The Runaway Princess // The Runaway Dragon // by Katie Coombs

//published 2006//

I actually really enjoy children’s books and try to read some throughout the year.  They frequently can hold as much emotion and thought-provoking-ness as books aimed at older readers, and I am always on the lookout for new favorites.  Mom read these books last year and thought that I might enjoy them, as I’m always up for fairy tales (and dragons).

These books focus on a princess named Meg, who lives a very happy life with her parents (in a castle, of course) until she turns 15 and her father and the prime minister decide to hold a contest for her hand – the prince who can vanquish the bandits, kill the dragon, and get rid of the witch will be given the traditional half the kingdom and Meg’s hand in marriage.

The first problem is that Meg has no interest in sitting around in a tower waiting to be rescued.  The second problem is that she thinks the bandits, dragon, and witch don’t deserve to die since they pretty much mind their own business.  So while the princes gather around to try and rescue Meg, Meg escapes from her tower and sets out to rescue the threats from whom she is supposedly being rescued!

The Runaway Princess had a lot of fun moments and some really likable characters.  It sometimes got a little heavy-handed on the whole “rebellious girl” theme (you know what I would like?  A story about a girl who LIKES embroidering!), and I think these kinds of stories can actually do girls an injustice by crossing a line from “girls can do whatever they want” to “if girls like girly things then they’re just wasting their lives,” which isn’t a message that I find to be particularly healthy, either.  Yes, girls should be able to learn swordfighting.  But they also shouldn’t be ashamed to learn sewing.

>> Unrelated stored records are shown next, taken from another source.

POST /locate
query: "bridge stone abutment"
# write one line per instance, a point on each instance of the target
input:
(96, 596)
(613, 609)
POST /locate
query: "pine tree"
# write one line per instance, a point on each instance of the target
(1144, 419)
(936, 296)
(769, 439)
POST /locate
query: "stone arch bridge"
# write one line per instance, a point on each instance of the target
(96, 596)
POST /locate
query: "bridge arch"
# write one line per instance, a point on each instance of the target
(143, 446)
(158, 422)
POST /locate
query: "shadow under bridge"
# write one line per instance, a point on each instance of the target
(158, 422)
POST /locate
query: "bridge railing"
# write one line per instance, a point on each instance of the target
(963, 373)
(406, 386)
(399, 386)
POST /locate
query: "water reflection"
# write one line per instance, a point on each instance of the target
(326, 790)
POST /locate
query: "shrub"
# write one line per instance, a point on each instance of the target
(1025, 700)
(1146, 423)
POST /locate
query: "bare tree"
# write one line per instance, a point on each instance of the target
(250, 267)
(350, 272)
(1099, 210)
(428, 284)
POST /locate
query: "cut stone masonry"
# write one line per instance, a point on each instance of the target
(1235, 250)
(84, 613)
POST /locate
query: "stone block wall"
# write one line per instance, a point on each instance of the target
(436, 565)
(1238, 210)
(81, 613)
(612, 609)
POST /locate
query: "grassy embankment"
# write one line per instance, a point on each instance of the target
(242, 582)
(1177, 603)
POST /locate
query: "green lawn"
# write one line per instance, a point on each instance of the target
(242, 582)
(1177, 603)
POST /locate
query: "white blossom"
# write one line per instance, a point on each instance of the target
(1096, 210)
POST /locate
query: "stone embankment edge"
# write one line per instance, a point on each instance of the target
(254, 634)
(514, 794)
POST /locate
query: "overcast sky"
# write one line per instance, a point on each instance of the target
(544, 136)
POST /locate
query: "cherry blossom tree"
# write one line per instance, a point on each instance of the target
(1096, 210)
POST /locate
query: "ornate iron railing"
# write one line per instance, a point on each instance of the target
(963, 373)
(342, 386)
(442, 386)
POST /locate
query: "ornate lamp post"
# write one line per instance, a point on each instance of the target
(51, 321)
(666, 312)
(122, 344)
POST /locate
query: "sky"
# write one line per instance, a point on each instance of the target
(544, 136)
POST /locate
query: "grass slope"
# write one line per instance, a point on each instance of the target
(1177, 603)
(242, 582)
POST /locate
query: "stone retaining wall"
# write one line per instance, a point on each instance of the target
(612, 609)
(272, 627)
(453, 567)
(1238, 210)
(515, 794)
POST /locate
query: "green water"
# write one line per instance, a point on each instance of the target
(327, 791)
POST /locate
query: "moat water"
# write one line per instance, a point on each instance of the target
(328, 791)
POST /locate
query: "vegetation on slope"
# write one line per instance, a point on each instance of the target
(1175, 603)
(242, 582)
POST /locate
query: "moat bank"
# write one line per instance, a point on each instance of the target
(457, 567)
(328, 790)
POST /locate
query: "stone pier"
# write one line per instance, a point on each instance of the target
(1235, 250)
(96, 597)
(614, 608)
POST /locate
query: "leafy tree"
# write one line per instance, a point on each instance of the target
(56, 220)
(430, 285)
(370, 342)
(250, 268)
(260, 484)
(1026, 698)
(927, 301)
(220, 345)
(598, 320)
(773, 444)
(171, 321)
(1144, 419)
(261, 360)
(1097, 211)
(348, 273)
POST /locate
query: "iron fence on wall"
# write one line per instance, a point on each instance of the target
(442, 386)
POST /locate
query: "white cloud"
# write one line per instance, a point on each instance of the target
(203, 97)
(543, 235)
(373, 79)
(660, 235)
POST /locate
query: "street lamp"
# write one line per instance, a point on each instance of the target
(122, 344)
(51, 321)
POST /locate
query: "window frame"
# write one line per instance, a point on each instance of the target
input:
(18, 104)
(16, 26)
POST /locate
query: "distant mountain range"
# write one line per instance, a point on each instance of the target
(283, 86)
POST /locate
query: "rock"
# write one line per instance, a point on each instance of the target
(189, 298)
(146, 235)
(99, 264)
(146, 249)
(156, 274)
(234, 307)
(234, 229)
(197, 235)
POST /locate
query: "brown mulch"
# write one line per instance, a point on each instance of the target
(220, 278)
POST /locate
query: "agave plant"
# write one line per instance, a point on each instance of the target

But on the whole, the adventure managed to ramble on without getting too polemic, and the characters were so likable that I was willing to overlook the eye-rolling moments.

//published 2009//

In the sequel, the baby dragon Meg discovers in the first book becomes impatient with his lot in life and takes off.  Meg and her friends set off to find the dragon, becoming embroiled in many adventures along the way.  While you definitely could read this book on its own, it was more enjoyable to read it after the first book, as most of Meg’s friends return for round two.

There are some great scenes in this one – some of the group being held captive by giants is particularly exciting – and plenty of rollicking adventures along the way.

All in all, these were easy 3.5* reads for me.  They were enjoyable and entertaining with likable characters.  Although the (frankly) boring message about how girls should be FREE from feminine constraints reared its ugly head, on the whole Coombs managed to keep it from taking over the whole story.  And there was a dragon, which always raises a book’s value for me.